Die akademischen Leistungen gehörloser Schüler werden zu einem großen Teil durch die gleichen Faktoren vorhergesagt, die auch die akademischen Leistungen normal hörender Schüler vorhersagen, wie z. B. die soziale Schicht und das Vorhandensein zusätzlicher Behinderungen. Das bedeutet, dass Gehörlosigkeit allein nicht über akademischen Erfolg oder Misserfolg entscheidet, sondern in komplexer Weise mit vielen anderen Faktoren interagiert.

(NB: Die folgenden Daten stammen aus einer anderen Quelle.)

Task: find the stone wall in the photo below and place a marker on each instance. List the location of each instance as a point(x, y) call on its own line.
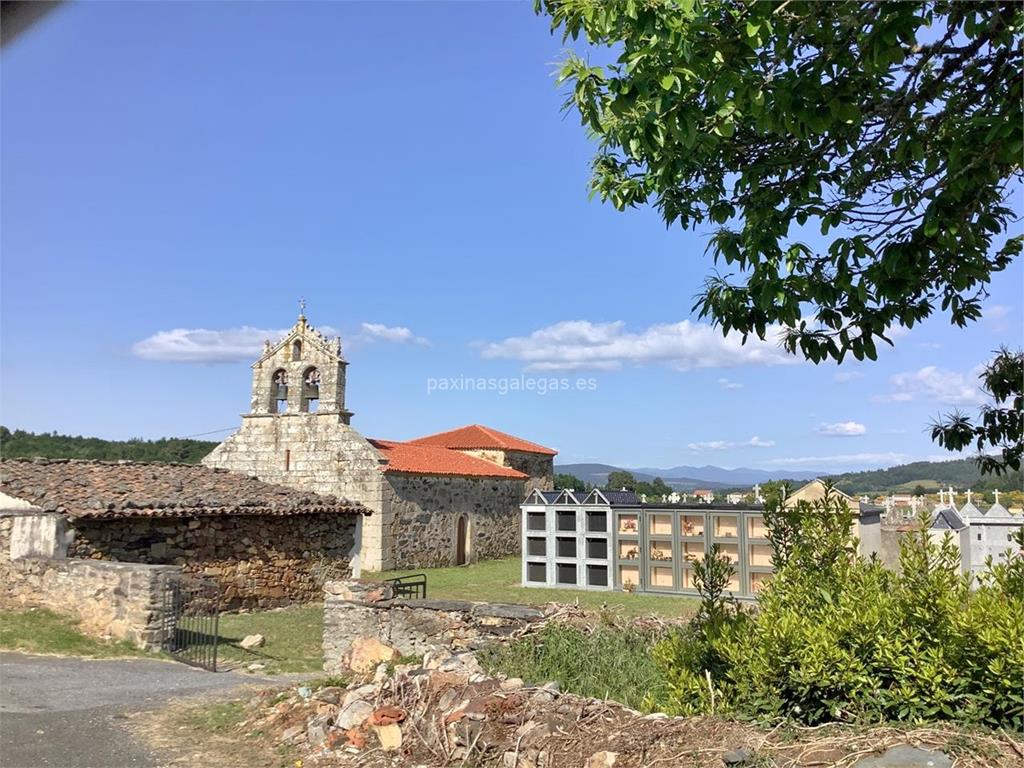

Frühzeitige InterventionBearbeiten

Gehörlose Kinder hörender Eltern haben in der frühen Kindheit möglicherweise keinen nennenswerten Kontakt mit Sprache. Aufgrund ihrer sensorischen Beeinträchtigung nehmen diese Kinder nur wenig von der Sprache ihrer Eltern wahr. Da die Eltern in den meisten Fällen nicht gebärden, kommen die Kinder auch nicht mit einer herkömmlichen Gebärdensprache in Berührung. (Meier) Bis vor kurzem lag der Schwerpunkt der Gehörlosenbildung auf dem Sprachunterricht, und die gehörlosen Kinder wurden in der Schule auch nicht mit der Gebärdensprache konfrontiert.

Nicht zu einem bestimmten Zeitpunkt in der frühen Kindheit mit einer zugänglichen Sprache konfrontiert zu werden, kombiniert mit dem fehlenden Zugang zu pädagogischen und klinischen Diensten, die gehörlose Kinder in einem angemessenen Alter mit Sprache konfrontieren, sind alles Faktoren, die zum Spracherwerb prälingual ertaubter Personen beitragen.